It has never been my intention in my writing to enter the political fray. I prefer to draw people’s attention to the life of mindfulness, compassion, and wonder. But the recent uproar about the comments of Rep. Todd Akin regarding rape has prompted me to make an exception to my norm and say a word or two.
I can understand why Mr. Akin’s comments have offended, incensed, and wounded so many people. Along with millions of women in this country, I, too, have experienced rape, and Mr. Akin’s beliefs about rape and pregnancy reveal a profound level of ignorance and insensitivity on his part. Others have written eloquently and powerfully about that, so I won’t go into it.
But as a former pastor, what I have found myself asking is why he and so many other devoutly religious people cling to beliefs that are simply erroneous. Why are facts so blithely tossed aside and ignorance so aggressively guarded?
I think to answer that question I need to look not at their political views or even ideology, but at their theology. I suspect that Mr. Akin’s belief that women can’t get pregnant from rape arises out of a firm belief that God will protect the righteous. God, in this worldview, is the Intelligent Designer and therefore “He” must have built into women’s anatomy a protection mechanism against the catastrophe of pregnancy resulting from rape. God, in this worldview, is omnipotent, just, and good, therefore, if bad things happen it must be because the person had it coming to them.
It is a simplistic, Pollyanna theology that simply refuses to accommodate itself to the very real facts of oppression and cruelty. Rather than facing the hard challenges that theodicy presents, this theology skirts the issue by blaming suffering on those who suffer. It may well be that Mr. Akin and those who hold similar viewpoints aren’t simply trying to prevent unwanted fetuses from being aborted. They are trying to protect their understanding of God.
This understanding of God, however, is not a Judeo-Christian understanding. The book of Job, perhaps the most ancient piece of writing in the Judeo-Christian canon, addresses this very issue, and it is unwaveringly clear: bad things happen to good people; God does not necessarily protect the righteous.
If Job had been written with a woman protagonist, one of the horrors visited upon her may very well have been rape, with the compounding catastrophe of a resulting pregnancy, and her friends would have tried to convince her that she must have done something wrong or this never would have happened, or that perhaps her rape wasn’t really legitimately rape or she wouldn’t have gotten pregnant.
Jesus, too, challenged those who would blame suffering on the victims, and of course his own crucifixion at the hands of the Roman Empire was a graphic display of the truth that God doesn’t protect the righteous. The conventional Christian resolution of this dilemma has been to claim that, instead of protecting those who suffer, God suffers with them, which is the literal meaning of compassion, something that has become tremendously lacking in the politics of our day.
Anyone who advocates for the idea that this should be a Christian nation would, by definition, have to have compassion — suffering with the suffering — at the centerpiece of their political platform.
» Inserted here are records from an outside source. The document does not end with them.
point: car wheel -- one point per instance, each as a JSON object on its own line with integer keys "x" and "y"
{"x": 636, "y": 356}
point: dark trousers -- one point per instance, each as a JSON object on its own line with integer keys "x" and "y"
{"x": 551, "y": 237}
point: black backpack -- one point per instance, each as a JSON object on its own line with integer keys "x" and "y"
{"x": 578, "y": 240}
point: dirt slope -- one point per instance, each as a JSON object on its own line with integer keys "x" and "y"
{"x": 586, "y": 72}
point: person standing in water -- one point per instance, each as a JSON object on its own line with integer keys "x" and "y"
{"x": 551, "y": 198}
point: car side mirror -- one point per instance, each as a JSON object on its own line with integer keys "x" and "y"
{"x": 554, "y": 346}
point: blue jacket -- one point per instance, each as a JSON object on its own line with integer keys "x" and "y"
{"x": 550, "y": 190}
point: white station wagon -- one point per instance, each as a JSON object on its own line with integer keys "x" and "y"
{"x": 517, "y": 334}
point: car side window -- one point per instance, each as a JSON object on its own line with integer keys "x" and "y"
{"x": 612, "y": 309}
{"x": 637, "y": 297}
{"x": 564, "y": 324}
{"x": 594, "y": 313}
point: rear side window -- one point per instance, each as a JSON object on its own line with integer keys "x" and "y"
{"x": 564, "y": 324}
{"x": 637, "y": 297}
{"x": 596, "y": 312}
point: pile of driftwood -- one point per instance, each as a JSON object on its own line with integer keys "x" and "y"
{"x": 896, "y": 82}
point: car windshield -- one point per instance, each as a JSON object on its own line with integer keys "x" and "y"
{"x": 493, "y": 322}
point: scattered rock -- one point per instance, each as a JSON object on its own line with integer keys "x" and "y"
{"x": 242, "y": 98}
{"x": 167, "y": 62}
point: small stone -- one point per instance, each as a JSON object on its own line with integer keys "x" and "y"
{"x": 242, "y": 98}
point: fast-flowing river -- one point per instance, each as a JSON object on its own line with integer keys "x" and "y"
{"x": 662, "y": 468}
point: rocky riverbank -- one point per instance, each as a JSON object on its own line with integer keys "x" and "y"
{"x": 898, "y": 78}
I was fortunate. I didn’t get pregnant. But it never entered my mind that if I had I would have been forced to carry the fetus of my rapist in my body. Such a sentence was unthinkable, unconscionable, and the belief that such cruel and unusual punishment should be written into the Constitution, as some would like it to be, is abhorrent to me. Whether or not a woman seeks an abortion in such circumstances is not Rep. Akin’s decision, nor any other politician’s, to make. It is hers, and hers alone.
But there is something else that has been present in my mind these last few days. It is a memory I carry with me from a time, several years ago, when I was on spiritual retreat.
I was walking the labyrinth one day and a message came to me saying: “Release all concept of enemy.” It was a revelation, because it was telling me that “enemy” is a concept I hold, a frame of reference in my mind, not something inherently real. Since then I must have taken the teaching to heart because, even though I vehemently disagree with Mr. Akin’s stance and I do not want him to be in a position of political power nor his beliefs codified into legislation, I have been unable to see him as an enemy. In an odd way, I can even sympathize with him. I can understand his desire to live in a world where things make sense, where complexities, such as abortion, can be boiled down to simple absolutes, where rape and other such atrocities can be explained away. That is not the world we live in, but the point I want to make is that I see him as someone not entirely dissimilar to myself, someone who, like me, wants his life to have meaning and needs something to believe in, a human being who is not more and not less than any other.
If I want him to do the hard work of wrestling honestly with the suffering of others and the complexities it presents, I must be willing to do the hard work that my beliefs demand of me: recognizing that we are all members of one human family. His name itself places the challenge before me: to see him as a kin.